How does one prove that if a $X$ is a Banach space and $x^*$, a continuous linear functional from $X$ to the underlying field, then $x^*$ attains its norm for some $x$ in $X$ and $\Vert x\Vert = 1$?
My teacher gave us a hint that we should use the statement that if $X$ is a reflexive Banach space, the unit ball is weak sequentially compact, but I am not sure as to how to construct a sequence in this ball which does not converge.
Thank you.
We can use a corollary of Hahn-Banach theorem, applied to the dual space $X'$ of $X$. We have $$\lVert x'\rVert=\max_{y\in X'',\lVert y\rVert=1}|y(x')|$$ (the maximum is reached for a $y_0$ that can be constructed thanks to Hahn-Banach theorem). For this $y_0\in X''$, since $X$ is reflexive we can find $u\in X$ such that $J(u)=y_0$, where $J\colon X\to X''$ is the canonical embedding. Hence by definition $J(u)(x')=x'(u)=y(x')$ and $u$ (or $-u$) is such that $|x(u)|=\sup_{\lVert v\rVert=1}|x(v)|$.

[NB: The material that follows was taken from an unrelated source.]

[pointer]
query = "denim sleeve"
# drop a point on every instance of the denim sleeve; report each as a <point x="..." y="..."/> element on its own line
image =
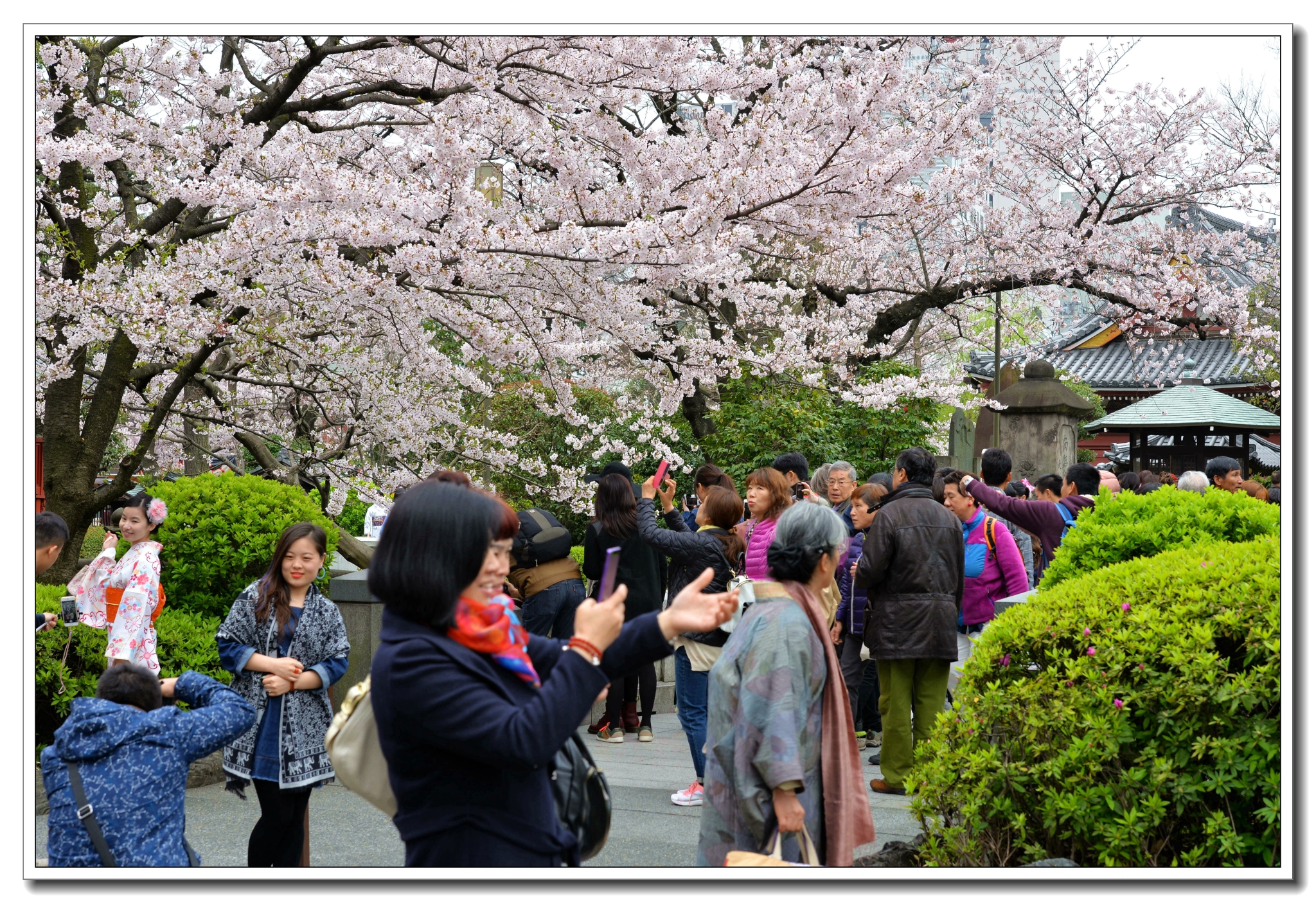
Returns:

Note that it doesn't follow the hint given by your teacher. Note that the converse is true (if each linear continuous functional attains its norm, the Banach space is reflexive). It's a difficult result, from James I think.

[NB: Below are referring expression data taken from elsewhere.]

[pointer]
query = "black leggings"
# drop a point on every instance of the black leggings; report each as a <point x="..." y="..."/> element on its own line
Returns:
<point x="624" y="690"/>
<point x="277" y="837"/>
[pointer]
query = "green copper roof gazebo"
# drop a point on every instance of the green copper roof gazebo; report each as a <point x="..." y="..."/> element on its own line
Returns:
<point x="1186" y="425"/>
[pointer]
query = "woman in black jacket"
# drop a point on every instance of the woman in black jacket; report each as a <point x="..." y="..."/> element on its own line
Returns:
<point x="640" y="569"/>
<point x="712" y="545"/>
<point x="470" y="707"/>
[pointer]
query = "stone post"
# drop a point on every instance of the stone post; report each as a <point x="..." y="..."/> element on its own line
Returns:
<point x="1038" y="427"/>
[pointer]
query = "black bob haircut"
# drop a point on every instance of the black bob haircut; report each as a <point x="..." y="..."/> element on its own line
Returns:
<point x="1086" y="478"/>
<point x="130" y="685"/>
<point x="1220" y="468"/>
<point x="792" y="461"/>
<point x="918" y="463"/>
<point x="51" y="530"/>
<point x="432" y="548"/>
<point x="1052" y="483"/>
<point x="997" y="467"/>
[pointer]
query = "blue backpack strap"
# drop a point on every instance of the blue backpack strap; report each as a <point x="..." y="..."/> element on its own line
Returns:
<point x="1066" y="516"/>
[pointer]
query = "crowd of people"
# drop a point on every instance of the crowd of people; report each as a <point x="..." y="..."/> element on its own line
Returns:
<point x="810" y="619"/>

Suppose that $\varphi \neq 0$. Let $x_n$ be a sequence in the unit sphere such that $|\varphi(x_n)| \geq \lVert \varphi\| - \frac{1}{n}$ which exists by the definition of the operator norm. Choose a subsequence such that $x_{n_k} \to x$ weakly with $\|x\| \leq 1$ by weak sequential compactness of the unit ball. Deduce that $|\varphi(x)| = \|\varphi\|$. Then argue that $\|x\| = 1$.